Menteri Pertanian Syahrul Yasin Limpo Panen Jagung di Desa Pucangrejo Gemuh Kendal

Menteri Pertanian Syahrul Yasin Limpo Panen Jagung di Desa Pucangrejo Gemuh Kendal

0
71

Menteri Pertanian Syahrul Yasin Limpo bersama Bupati Kendal Mirna Annisa melakukan panen raya jagung di Desa Pucangrejo Kecamatan Gemuh Kabupaten Kendal Sabtu (27/06/2020). Kabupaten Kendal selain sebagai daerah penghasil tanaman pangan berupa beras juga penghasil jagung yang diandalkan dan menopang ketahanan pangan nasional. 

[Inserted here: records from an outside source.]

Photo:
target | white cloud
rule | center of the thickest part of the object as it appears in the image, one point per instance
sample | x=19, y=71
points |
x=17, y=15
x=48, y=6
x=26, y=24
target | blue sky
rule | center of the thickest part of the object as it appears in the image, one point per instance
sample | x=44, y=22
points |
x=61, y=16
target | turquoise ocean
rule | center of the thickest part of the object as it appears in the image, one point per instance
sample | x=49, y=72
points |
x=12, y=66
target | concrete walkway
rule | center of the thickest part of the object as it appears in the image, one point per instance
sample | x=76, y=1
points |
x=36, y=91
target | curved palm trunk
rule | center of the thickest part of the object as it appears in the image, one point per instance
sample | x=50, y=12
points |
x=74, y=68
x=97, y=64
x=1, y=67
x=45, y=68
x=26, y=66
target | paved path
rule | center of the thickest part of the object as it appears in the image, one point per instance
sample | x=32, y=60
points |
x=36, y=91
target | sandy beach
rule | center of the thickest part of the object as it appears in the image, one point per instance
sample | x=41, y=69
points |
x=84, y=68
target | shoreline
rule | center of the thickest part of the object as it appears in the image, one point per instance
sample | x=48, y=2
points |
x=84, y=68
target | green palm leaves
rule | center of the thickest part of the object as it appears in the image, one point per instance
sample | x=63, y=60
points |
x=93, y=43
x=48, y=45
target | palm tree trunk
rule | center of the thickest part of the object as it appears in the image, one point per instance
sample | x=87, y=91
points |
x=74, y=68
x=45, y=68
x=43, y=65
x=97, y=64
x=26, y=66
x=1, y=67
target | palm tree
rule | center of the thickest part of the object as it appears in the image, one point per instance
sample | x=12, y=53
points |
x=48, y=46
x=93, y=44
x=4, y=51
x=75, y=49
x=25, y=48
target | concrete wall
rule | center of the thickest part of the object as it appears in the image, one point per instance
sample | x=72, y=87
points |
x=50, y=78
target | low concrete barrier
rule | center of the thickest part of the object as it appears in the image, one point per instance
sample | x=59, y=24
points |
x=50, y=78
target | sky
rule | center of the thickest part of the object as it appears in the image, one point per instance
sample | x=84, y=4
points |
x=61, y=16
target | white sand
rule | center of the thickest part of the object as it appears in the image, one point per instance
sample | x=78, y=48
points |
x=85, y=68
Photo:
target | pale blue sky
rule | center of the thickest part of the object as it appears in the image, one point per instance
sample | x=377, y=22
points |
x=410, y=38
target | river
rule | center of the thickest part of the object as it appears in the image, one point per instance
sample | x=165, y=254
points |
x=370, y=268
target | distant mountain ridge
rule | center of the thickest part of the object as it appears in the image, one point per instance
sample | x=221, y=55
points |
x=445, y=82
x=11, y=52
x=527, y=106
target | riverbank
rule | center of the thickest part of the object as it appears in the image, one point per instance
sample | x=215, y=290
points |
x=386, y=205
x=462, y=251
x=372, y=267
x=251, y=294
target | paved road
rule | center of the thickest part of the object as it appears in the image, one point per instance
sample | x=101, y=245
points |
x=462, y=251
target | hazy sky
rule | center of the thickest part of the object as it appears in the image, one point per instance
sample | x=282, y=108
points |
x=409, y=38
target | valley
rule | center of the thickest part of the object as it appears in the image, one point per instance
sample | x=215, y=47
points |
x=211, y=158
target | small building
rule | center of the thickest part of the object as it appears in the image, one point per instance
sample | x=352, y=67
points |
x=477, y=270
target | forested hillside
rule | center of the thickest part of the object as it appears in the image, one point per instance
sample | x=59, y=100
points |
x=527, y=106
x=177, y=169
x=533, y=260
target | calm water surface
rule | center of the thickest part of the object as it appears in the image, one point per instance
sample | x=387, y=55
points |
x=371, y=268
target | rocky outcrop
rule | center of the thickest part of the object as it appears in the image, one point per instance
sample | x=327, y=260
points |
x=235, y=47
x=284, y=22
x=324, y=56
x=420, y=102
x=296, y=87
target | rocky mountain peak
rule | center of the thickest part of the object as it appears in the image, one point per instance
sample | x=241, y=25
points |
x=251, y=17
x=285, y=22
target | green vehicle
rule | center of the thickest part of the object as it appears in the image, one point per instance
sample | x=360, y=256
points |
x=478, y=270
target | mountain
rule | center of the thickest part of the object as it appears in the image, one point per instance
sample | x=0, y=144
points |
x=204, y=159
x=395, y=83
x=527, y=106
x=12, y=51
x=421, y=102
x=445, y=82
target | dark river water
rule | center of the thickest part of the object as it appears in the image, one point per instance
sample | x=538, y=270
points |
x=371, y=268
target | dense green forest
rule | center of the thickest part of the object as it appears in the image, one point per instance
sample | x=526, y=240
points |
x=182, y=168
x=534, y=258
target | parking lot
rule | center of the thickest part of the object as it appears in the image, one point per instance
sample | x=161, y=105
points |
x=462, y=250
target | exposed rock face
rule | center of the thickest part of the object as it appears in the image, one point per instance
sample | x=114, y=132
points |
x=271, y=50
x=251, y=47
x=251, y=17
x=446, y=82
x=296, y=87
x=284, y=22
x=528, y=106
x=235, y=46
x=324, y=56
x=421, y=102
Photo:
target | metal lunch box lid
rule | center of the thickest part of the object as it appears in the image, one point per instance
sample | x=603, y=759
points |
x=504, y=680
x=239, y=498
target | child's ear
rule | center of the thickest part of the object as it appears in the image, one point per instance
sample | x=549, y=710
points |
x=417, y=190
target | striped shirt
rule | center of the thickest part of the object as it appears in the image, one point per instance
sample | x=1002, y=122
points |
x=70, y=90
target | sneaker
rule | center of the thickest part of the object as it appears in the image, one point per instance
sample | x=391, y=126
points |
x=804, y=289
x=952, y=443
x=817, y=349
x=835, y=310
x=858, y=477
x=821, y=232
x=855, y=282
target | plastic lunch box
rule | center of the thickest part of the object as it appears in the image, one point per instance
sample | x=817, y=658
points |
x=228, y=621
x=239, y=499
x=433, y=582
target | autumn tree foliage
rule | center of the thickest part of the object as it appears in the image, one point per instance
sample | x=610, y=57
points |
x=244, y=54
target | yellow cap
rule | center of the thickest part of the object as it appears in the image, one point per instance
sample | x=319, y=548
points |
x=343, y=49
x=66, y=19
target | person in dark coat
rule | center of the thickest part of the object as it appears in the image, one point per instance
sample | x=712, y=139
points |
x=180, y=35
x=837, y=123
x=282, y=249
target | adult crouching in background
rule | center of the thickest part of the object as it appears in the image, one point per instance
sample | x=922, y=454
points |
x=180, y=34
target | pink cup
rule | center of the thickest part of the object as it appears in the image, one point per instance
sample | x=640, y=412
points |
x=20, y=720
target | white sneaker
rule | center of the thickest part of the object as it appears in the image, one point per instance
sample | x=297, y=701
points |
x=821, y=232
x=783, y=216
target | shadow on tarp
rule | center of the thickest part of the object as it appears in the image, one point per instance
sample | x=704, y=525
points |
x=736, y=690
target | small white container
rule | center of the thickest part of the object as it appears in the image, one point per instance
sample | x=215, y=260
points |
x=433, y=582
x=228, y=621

Menteri Pertanian RI, Syahrul Yasin Limpo pun mendorong adanya ekselerasi atau percepatan peningkatan produksi pangan, seperti beras dan jagung. Oleh karena itu kepala daerah agark menjaga lahan pangan yang ada di masyarakat sehingga bisa menjadi kekuatan di masa mendatang. Pasalnya kebutuhan akan komoditas pertanian dan peternakan di masyarakat terus meningkat. “Komoditas pertanian di Jawa Tengah, di antaranya Kendal mengalami peningkatan dan mampu menopang ketahanan pangan nasional,” katanya.

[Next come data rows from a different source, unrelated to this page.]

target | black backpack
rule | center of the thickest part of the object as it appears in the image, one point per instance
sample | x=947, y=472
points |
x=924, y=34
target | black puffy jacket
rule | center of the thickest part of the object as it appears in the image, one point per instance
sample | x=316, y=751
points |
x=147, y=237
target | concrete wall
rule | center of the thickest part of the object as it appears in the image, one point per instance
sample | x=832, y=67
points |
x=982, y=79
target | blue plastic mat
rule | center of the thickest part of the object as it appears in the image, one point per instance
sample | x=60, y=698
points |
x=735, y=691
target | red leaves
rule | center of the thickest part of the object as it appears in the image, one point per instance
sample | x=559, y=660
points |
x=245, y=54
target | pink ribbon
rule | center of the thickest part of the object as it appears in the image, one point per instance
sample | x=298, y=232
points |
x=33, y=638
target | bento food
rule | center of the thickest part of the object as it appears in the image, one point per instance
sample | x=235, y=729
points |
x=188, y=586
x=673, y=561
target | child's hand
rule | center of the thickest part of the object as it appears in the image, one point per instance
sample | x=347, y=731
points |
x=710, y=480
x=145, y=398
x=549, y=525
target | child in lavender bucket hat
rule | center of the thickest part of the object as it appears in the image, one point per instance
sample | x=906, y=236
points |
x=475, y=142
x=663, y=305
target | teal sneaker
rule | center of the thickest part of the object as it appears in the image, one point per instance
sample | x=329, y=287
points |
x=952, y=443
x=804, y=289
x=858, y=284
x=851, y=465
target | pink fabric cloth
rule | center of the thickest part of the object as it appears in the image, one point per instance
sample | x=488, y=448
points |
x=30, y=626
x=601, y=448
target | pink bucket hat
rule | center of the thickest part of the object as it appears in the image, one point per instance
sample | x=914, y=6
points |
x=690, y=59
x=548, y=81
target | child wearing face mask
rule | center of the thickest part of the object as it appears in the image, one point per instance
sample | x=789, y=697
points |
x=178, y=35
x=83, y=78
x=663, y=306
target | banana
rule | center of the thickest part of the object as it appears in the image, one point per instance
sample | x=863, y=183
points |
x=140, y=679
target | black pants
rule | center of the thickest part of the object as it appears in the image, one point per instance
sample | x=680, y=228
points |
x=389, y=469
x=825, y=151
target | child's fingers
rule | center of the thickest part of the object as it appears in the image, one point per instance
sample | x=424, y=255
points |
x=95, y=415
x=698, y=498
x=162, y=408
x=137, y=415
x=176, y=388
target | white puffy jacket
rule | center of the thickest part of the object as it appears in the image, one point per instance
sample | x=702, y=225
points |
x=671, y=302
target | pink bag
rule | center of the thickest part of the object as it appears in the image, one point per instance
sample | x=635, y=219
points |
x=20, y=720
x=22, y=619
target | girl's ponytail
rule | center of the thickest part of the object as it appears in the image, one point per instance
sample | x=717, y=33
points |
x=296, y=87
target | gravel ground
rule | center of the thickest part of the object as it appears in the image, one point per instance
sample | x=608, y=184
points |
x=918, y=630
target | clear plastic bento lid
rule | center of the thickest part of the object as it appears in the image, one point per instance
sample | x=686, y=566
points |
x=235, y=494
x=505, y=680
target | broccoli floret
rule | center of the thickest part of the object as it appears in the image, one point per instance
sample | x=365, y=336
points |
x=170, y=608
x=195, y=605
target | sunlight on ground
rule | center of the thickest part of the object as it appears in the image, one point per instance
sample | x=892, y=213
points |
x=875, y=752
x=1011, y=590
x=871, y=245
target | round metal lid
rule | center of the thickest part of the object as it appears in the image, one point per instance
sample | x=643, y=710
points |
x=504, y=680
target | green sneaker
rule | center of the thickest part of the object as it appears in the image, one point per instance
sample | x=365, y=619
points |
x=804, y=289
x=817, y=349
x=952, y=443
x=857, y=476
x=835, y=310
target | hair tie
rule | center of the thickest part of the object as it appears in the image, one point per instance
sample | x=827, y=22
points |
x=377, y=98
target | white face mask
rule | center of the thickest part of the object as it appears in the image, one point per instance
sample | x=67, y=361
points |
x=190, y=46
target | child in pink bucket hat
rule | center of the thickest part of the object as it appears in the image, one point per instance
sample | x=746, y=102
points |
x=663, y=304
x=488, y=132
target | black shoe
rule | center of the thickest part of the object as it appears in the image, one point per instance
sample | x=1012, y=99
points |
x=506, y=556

Menteri pertanian mengatakan, tidak hanya padi, komoditas pertanian lainnya seperti jagung juga mengalami peningkatan tidak ada penurunan secara signifikan. Begitu juga dengan komoditas sayuran dan hasil peternakan yang tidak ada penurunan produksi. Ini menunjukkan bahwa usaha sektor pertanian termasuk usaha yang tidak terpengaruh dengan kondisi apapun, termasuk di masa pandemi virus corona saat ini. “Oleh karena itu pemerintah terus didorong supaya usaha pertanian semakin meningkat,” ujarnya.

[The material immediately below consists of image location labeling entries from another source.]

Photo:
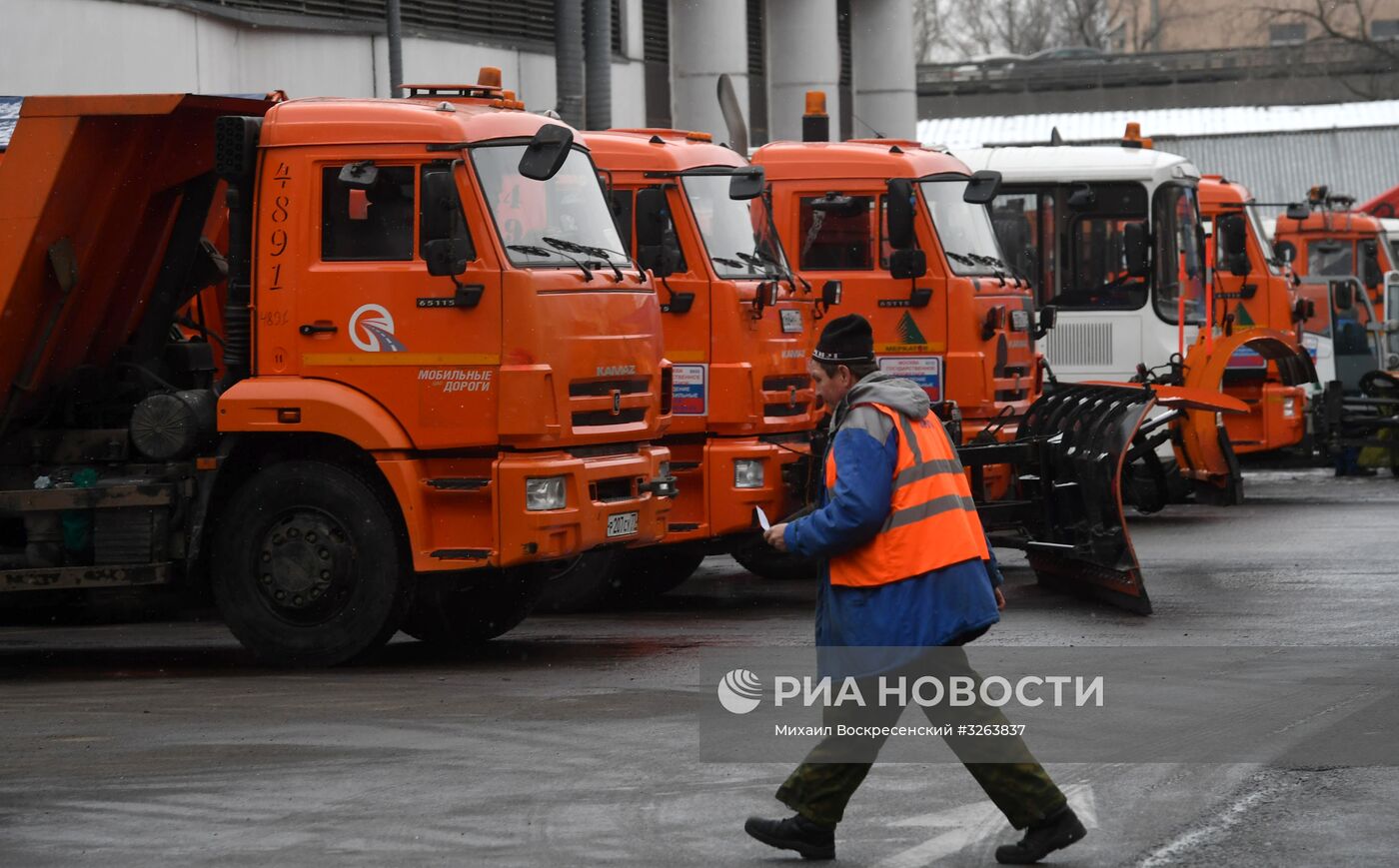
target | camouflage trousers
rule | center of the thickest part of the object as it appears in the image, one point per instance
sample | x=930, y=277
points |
x=824, y=783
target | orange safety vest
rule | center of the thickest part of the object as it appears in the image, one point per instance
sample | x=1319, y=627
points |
x=932, y=518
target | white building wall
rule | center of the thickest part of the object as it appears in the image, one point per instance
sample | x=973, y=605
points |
x=102, y=46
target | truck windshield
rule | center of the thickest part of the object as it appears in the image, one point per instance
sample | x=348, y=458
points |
x=1255, y=221
x=736, y=234
x=1179, y=255
x=548, y=223
x=962, y=228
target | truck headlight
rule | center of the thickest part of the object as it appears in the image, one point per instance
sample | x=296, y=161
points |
x=747, y=472
x=546, y=492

Sementara itu Bupati Kendal Mirna Annisa mengatakan, di Kabupaten Kendal lahan pertanian yang ada  seluas 46.419 hektar, yang terdiri dari 24 ribu hektar berupa lahan sawah dan 22 ribu hektar berupa tegalan. Untuk produksi padi tahun 2019 mencapai 236.370 ton gabah kering, sedangkan hasi jagung mencapai 215.086 ton. Pada tahun 2020 pemerintah Kabupaten Kendal menargetkan ada peningkatan untuk padi  menjadi 243.513 ton gabah kering dan jagung 233.750 ton. “Kabupaten Kendal juga memiliki potensi usaha peternakan, di antaranya sebagai penghasil telur terbesar kedua di Indonesia,” katanya.  

Kunjungan Menteri Pertanian ini diakhiri dengan penyerahan bantuan alat-alat pertanian dan bibit jagung hibrida kepada kelompok tani yang ada di Kendal. Selain itu juga memberikan bantuan kredit usaha rakyat (KUR) dari bank untuk peternak dan petani di Kendal.